I wanted to make the simplest possible program that I could that used vertex shaders (skipping pixel shaders for now), so no effect files and nothing too adventurous. I started off with the HLSLwithoutEffects sample included in the DirectX SDK.
A little over 3 years ago I wrote up a cubic patch renderer in visual basic (Original Article) that worked by manually computing the cubic function for each vertex on the CPU and then performing a lock/write/unlock operation on the vertex buffer. The update operation was most certainly not real-time, but it didn't matter.
So I decided I'd implement my cubic expansion as a vertex shader and do the same thing in real-time. The mathematics is dead simple - basically expand out (A+B)3o(C+D)3 and put in coefficients to control the curve. See the aforementioned article for the actual formulae.
My only concern was that the length of the shader might be prohibitive for a vs_2_0 profile - but with optimizations enabled it worked out as a reasonable 64 instructions.

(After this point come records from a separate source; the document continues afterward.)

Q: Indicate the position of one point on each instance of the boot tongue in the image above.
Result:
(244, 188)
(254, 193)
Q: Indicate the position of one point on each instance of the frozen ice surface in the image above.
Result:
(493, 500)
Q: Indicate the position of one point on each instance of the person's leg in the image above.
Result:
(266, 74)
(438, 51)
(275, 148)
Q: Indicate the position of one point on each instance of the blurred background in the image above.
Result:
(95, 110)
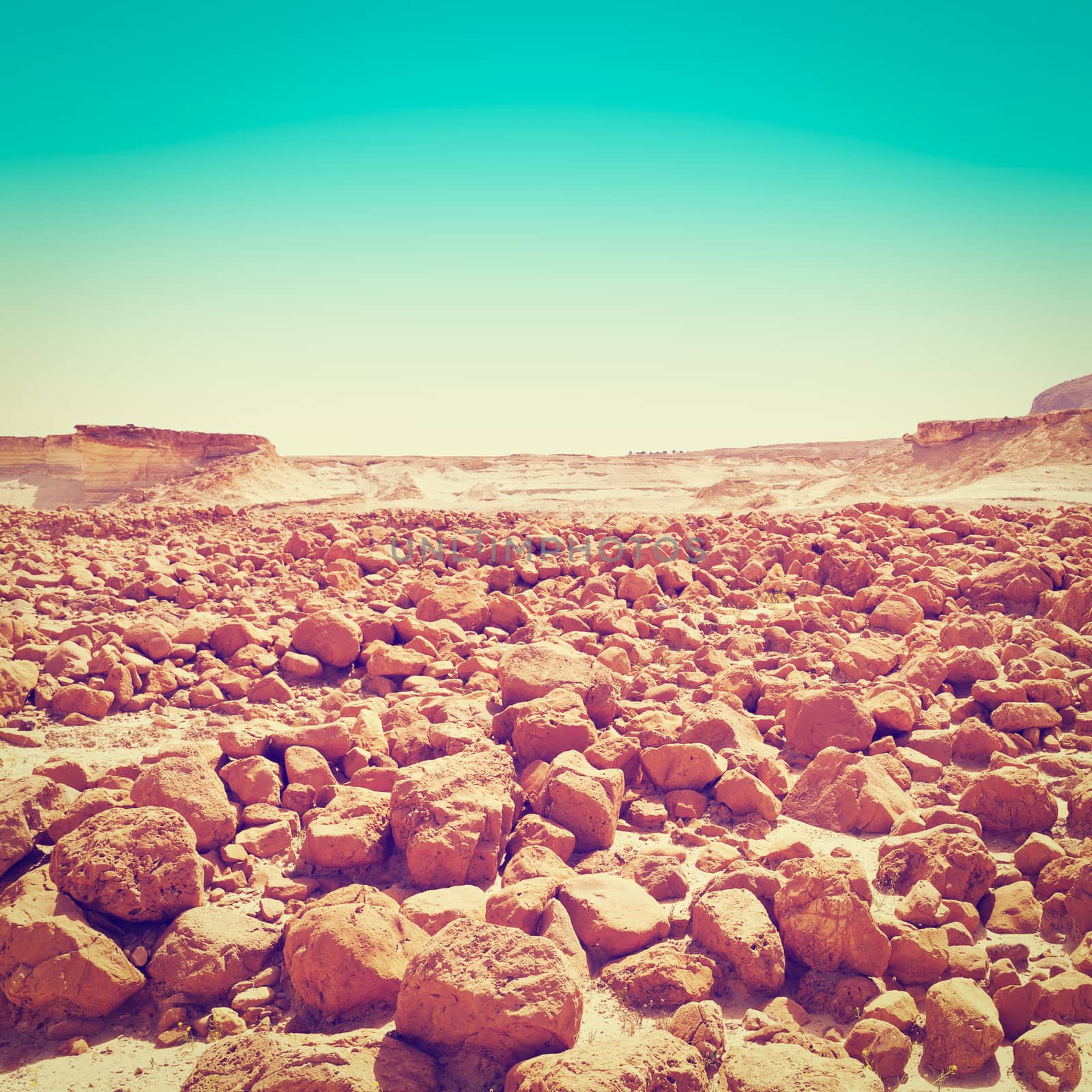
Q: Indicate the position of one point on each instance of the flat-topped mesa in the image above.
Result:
(935, 434)
(101, 462)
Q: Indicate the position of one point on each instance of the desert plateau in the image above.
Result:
(396, 786)
(546, 549)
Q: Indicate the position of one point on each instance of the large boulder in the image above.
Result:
(18, 678)
(613, 915)
(826, 922)
(52, 961)
(136, 864)
(328, 636)
(345, 955)
(190, 786)
(779, 1067)
(848, 793)
(650, 1061)
(451, 816)
(951, 857)
(352, 831)
(531, 671)
(1015, 584)
(1010, 801)
(461, 602)
(735, 926)
(27, 807)
(962, 1028)
(1048, 1057)
(582, 800)
(209, 949)
(546, 726)
(355, 1062)
(489, 991)
(827, 717)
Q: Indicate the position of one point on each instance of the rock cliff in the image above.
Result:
(101, 462)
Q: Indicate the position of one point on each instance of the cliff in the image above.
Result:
(1073, 394)
(100, 462)
(935, 434)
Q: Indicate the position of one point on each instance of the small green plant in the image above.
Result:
(940, 1077)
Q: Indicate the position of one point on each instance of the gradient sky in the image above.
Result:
(483, 229)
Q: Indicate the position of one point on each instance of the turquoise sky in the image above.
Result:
(483, 227)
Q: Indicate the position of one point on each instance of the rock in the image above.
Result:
(152, 637)
(581, 799)
(27, 808)
(866, 659)
(827, 717)
(433, 910)
(778, 1067)
(652, 1059)
(702, 1024)
(849, 793)
(136, 864)
(613, 915)
(1020, 715)
(546, 726)
(209, 949)
(487, 991)
(824, 923)
(85, 700)
(462, 603)
(52, 961)
(880, 1046)
(18, 678)
(1037, 852)
(369, 936)
(527, 672)
(451, 817)
(663, 975)
(1016, 910)
(1010, 801)
(189, 786)
(953, 859)
(1079, 817)
(734, 925)
(254, 780)
(962, 1028)
(846, 566)
(1048, 1057)
(673, 767)
(1014, 584)
(358, 1062)
(352, 831)
(329, 637)
(742, 793)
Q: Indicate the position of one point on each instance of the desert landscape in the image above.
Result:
(730, 770)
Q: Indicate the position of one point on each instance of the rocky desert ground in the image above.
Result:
(738, 771)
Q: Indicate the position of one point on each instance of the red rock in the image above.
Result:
(52, 961)
(613, 915)
(652, 1059)
(209, 949)
(824, 923)
(190, 788)
(962, 1028)
(827, 717)
(734, 925)
(329, 637)
(480, 990)
(367, 935)
(844, 792)
(136, 864)
(451, 817)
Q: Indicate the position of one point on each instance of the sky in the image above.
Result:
(483, 229)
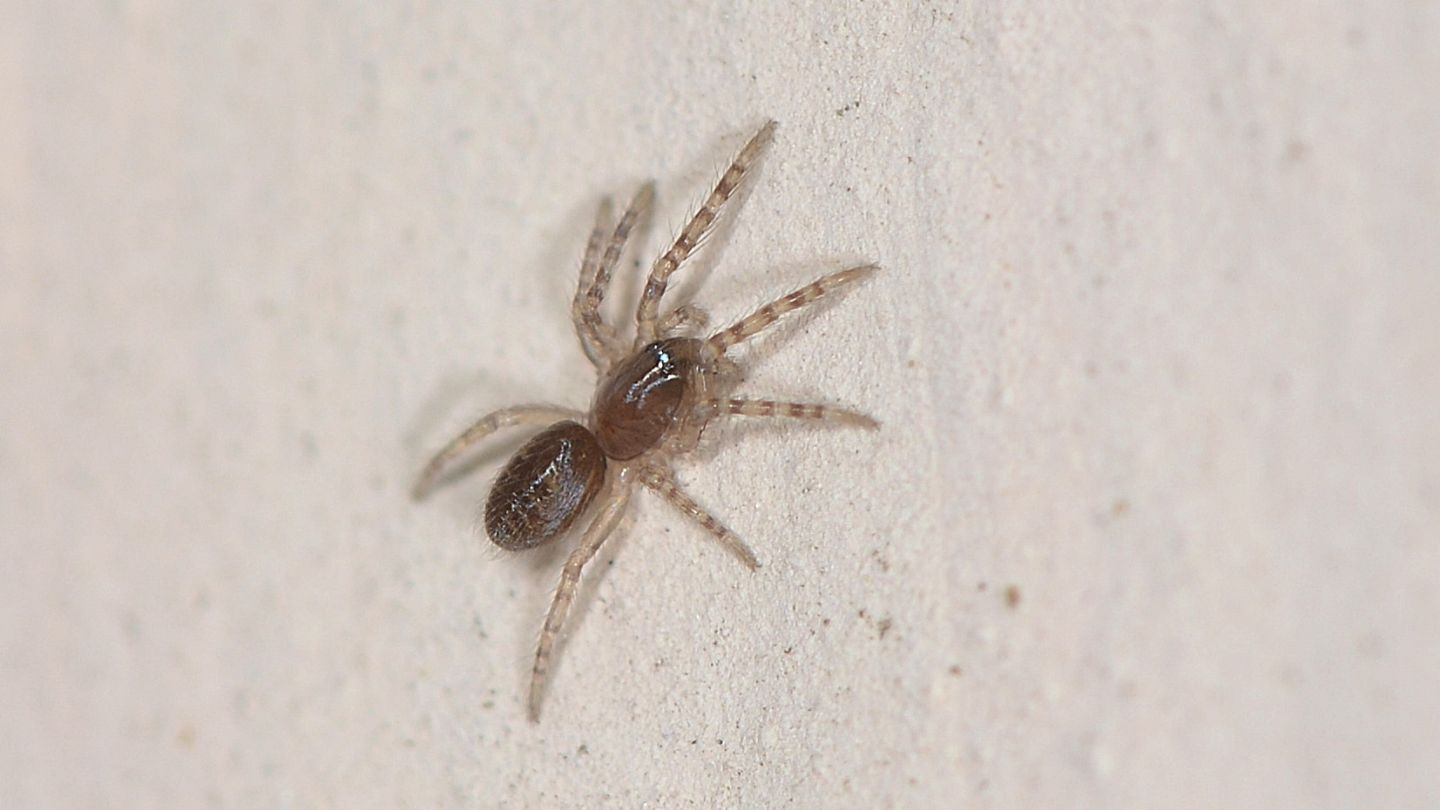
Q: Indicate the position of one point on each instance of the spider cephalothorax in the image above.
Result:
(654, 398)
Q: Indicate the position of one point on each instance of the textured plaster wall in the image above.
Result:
(1154, 519)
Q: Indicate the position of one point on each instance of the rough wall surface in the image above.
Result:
(1154, 519)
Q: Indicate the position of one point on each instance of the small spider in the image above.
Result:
(655, 397)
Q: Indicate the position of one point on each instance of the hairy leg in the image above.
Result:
(788, 410)
(486, 425)
(664, 484)
(592, 541)
(594, 336)
(763, 317)
(589, 299)
(693, 232)
(683, 319)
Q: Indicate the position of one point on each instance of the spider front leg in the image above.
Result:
(486, 425)
(788, 410)
(694, 231)
(766, 316)
(663, 483)
(683, 319)
(592, 541)
(596, 337)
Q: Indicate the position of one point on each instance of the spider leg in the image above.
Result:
(788, 410)
(763, 317)
(588, 299)
(486, 425)
(693, 232)
(683, 319)
(592, 541)
(663, 483)
(595, 339)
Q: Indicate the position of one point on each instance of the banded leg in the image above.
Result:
(763, 317)
(594, 336)
(683, 319)
(663, 484)
(592, 541)
(693, 232)
(487, 424)
(788, 410)
(589, 309)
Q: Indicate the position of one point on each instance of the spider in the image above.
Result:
(655, 397)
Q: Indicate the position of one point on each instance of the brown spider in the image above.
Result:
(655, 397)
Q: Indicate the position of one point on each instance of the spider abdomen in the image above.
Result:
(545, 486)
(641, 397)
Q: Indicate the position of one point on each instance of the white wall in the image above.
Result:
(1155, 346)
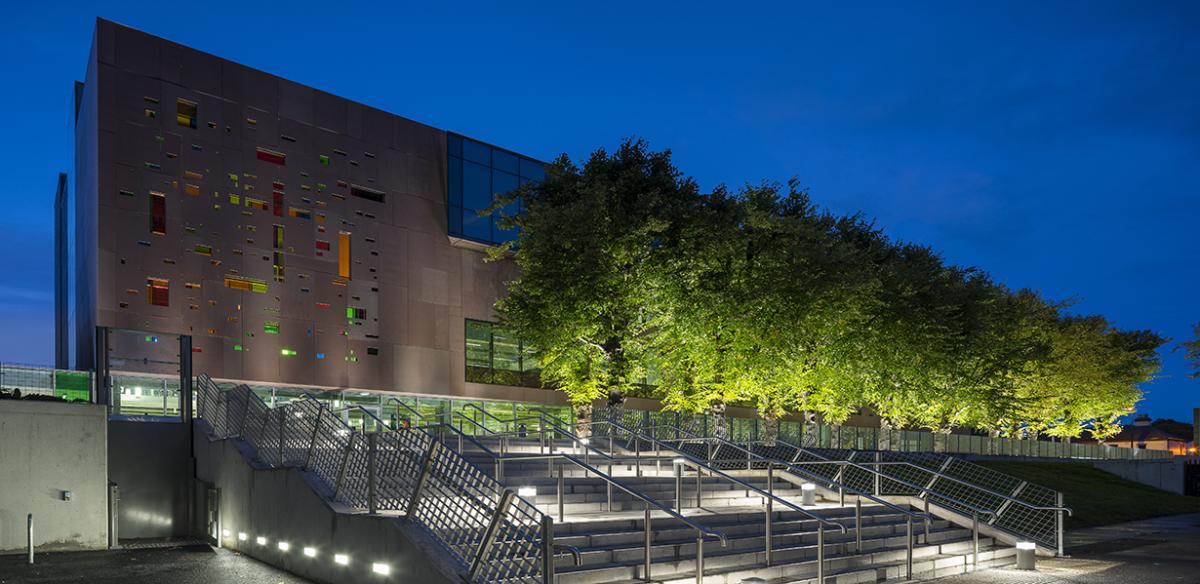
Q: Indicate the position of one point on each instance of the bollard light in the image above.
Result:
(808, 494)
(1026, 555)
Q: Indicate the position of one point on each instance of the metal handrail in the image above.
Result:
(409, 408)
(791, 468)
(700, 467)
(923, 469)
(485, 413)
(714, 471)
(702, 530)
(221, 411)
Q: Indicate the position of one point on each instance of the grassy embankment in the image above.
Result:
(1098, 498)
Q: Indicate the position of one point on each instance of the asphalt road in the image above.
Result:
(195, 564)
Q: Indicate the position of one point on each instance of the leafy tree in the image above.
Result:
(585, 247)
(1192, 350)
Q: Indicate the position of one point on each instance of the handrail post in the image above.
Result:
(283, 416)
(499, 461)
(341, 470)
(1059, 530)
(493, 529)
(647, 543)
(975, 540)
(562, 488)
(547, 549)
(858, 524)
(678, 467)
(637, 457)
(877, 473)
(771, 493)
(927, 518)
(419, 487)
(841, 488)
(372, 470)
(820, 553)
(312, 441)
(909, 551)
(609, 486)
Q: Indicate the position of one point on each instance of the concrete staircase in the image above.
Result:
(611, 536)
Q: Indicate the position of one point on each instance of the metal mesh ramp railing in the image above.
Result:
(490, 533)
(1021, 509)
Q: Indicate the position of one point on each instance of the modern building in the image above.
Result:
(1144, 434)
(295, 236)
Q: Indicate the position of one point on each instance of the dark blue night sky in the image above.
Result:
(1053, 144)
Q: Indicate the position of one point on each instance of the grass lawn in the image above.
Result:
(1096, 497)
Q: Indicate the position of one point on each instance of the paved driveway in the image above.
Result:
(1149, 552)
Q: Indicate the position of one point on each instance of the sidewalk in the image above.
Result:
(195, 564)
(1157, 551)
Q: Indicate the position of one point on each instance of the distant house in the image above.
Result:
(1157, 435)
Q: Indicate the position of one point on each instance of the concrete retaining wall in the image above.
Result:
(281, 505)
(1167, 475)
(150, 463)
(48, 447)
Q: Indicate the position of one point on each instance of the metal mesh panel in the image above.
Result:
(456, 504)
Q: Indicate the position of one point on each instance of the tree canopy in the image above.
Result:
(631, 277)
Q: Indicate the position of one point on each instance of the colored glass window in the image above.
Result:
(157, 214)
(185, 113)
(157, 292)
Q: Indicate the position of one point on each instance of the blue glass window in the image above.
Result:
(477, 174)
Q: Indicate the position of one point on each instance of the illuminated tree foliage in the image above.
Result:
(756, 296)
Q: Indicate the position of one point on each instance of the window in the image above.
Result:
(477, 174)
(366, 193)
(157, 214)
(185, 113)
(157, 292)
(271, 156)
(343, 254)
(495, 355)
(245, 284)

I've uploaded the full assembly listing and the original HLSL Shader if you're interested.
Any veteran shader programmers looking at this will probably be able to spot some dodgy bits, but I plan to use the above shader as an optimization test bed. I reckon it'll be a classic case that the D3DX compiler can write far better code than I can, but it'll be interesting to see if I can shave any instructions off [grin]
I've not got the code in a clean-enough state to put up publicly, but I'll see about cleaning it up and posting it in the next couple of days. Might well be of interest to some people...??
(click to enlarge)
I thought I'd make a brief comment on the performance of this. Whilst I've not done any extensive profiling, the last screenshot above is definitely doing a good job of stressing out my Radeon 9800 Pro's vertex pipelines [grin]
As the screenshot shows, there are 65,536 vertices in the mesh, each of which is being thrown into that 64 instruction shader. The frame rate is a respectable 147.42 fps.
That means that, as a crude statistic, the vertex shaders are pumping out a decent 9.7 million vertices every second and churning through the best part of 620 million instructions each second.
I wonder what it'd pull off with a GeForce 7800 [wow].